- The violation of chlorox 2023 occurred when a threat actor passed through an employee and his credentials were restored
- Chlorox argues that Cognizant did not follow standard procedures
- Cognizant says that cybersecurity was not his job to begin
Chlorox is demanding its Ti Cognizant service provider after a 2023 ransomware attack that cost the company millions of dollars in damage.
Recently filed before the Superior Court of California, the lawsuit says that Cognizant is being sued for breach of contract, breach of the Pact of good faith and fair treatment, serious negligence and intentional misrepresentation.
In 2013, Cognizant was hired to operate the chlorox employees service table, which included tasks such as password recovery, credential reset and IT support for employees. In 2023, a cybercriminal called a conscious employee of the phone, said they were a chlorox employee and requested a password and recovery of multiple factors (MFA), since they lost access to their account.
Who is the work, anyway?
In the presentation, Clorox argues that the conscious employee complied without following the established procedures on identity verification, providing alleged transcripts of telephone calls between the attacker and the conscious employee who allegedly proved that the password restart was granted in place.
Once the attackers obtained access, the MFA tokens changed, they changed the telephone numbers linked to the authentication of SMS, the disabled cyber security tools and the sensitive files ex -struggled of the system.
As a result, Chlorox had to close their systems, stop manufacturing and trust manual orders processing for weeks.
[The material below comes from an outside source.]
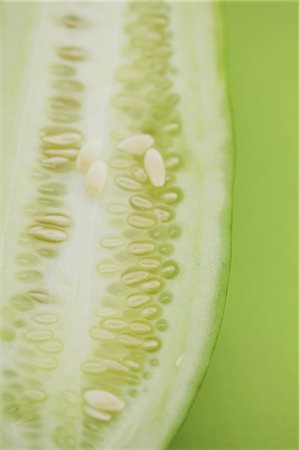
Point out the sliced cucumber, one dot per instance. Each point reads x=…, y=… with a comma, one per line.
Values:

This supposedly resulted in hundreds of dollars in lost sales and reputation damage.
Chlorox is now looking for $ 49 million in direct remediation damage, as well as $ 380 million in total damage.
In response to the demand, Cognizant told the press that it was not his work to defend the TI network of the attacks.
Talking with BleepingcomputerA company spokesman said: “It is shocking that a corporation of chlorox size had a internal cybersecurity system so inept to mitigate this attack. Chlorox has tried to blame us for these failures, but the reality is that Clorx hired Cognizant for a narrow scope of aid desktop services that the cognizer reasonably performed.